1. A maior ave voadora do Pantanal
O tuiuiú (Jabiru mycteria), também chamado de jabiru, é a maior ave voadora do Pantanal e uma das maiores cegonhas das Américas.
2. Pode ultrapassar 1,40 metro de altura
Um adulto pode medir entre 1,20 e 1,40 metro de altura, com uma envergadura que chega a 2,5 metros ou mais.
3. O nome vem de uma língua indígena ️
"Jabiru" tem origem no tupi e costuma ser interpretado como "pescoço inchado", uma referência à aparência robusta da região do pescoço.
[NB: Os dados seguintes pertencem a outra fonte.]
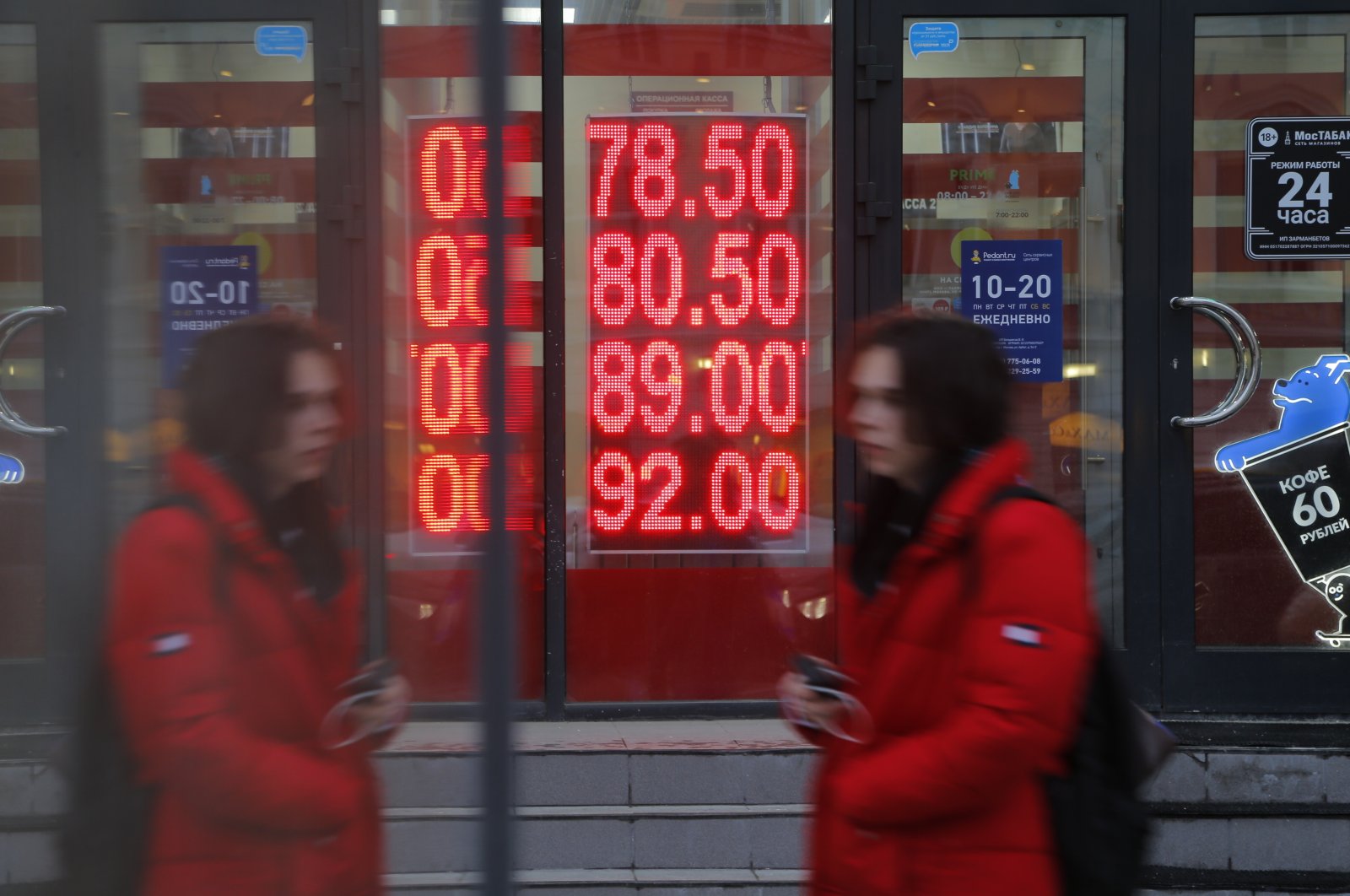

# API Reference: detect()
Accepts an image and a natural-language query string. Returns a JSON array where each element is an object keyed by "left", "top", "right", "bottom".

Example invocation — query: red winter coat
[
  {"left": 810, "top": 441, "right": 1096, "bottom": 896},
  {"left": 106, "top": 452, "right": 381, "bottom": 896}
]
4. Seu visual é inconfundível
O corpo é predominantemente branco, a cabeça e o pescoço são negros e há uma faixa vermelha bem marcante na base do pescoço.
5. É o símbolo do Pantanal ️
O tuiuiú é considerado a ave-símbolo do Pantanal, um dos biomas mais ricos em biodiversidade do planeta.
6. Constrói ninhos gigantes
Os ninhos podem atingir mais de 1,5 metro de diâmetro e ser reutilizados e ampliados ao longo de vários anos.
7. Prefere áreas alagadas
Lagos rasos, brejos e áreas inundadas são seus ambientes favoritos, pois facilitam a captura de alimento.
8. Alimenta-se principalmente de peixes
Sua dieta inclui peixes, anfíbios, pequenos répteis, moluscos e outros animais aquáticos.
9. Voa aproveitando correntes de ar quente ️
Assim como outras grandes aves planadoras, o jabiru utiliza correntes térmicas para ganhar altitude e economizar energia.
10. O casal divide os cuidados com os filhotes
Macho e fêmea participam da incubação dos ovos e da alimentação dos filhotes.
11. É uma ave de grande importância ecológica
Por ocupar o topo de diversas cadeias alimentares aquáticas, ajuda a manter o equilíbrio dos ecossistemas onde vive.
12. Pode viver por muitos anos ⏳
Em condições favoráveis, os jabirus podem alcançar várias décadas de vida, especialmente quando protegidos de ameaças humanas.
13. É um indicador da saúde do Pantanal
A presença de populações saudáveis de tuiuiús costuma indicar que as áreas úmidas ainda oferecem alimento e condições adequadas para a fauna local.
14. Incêndios e alterações nos rios podem afetar a espécie
Secas severas, queimadas e mudanças no regime de cheias do Pantanal podem reduzir locais de alimentação e reprodução, tornando a conservação do bioma essencial para o futuro dessa ave majestosa.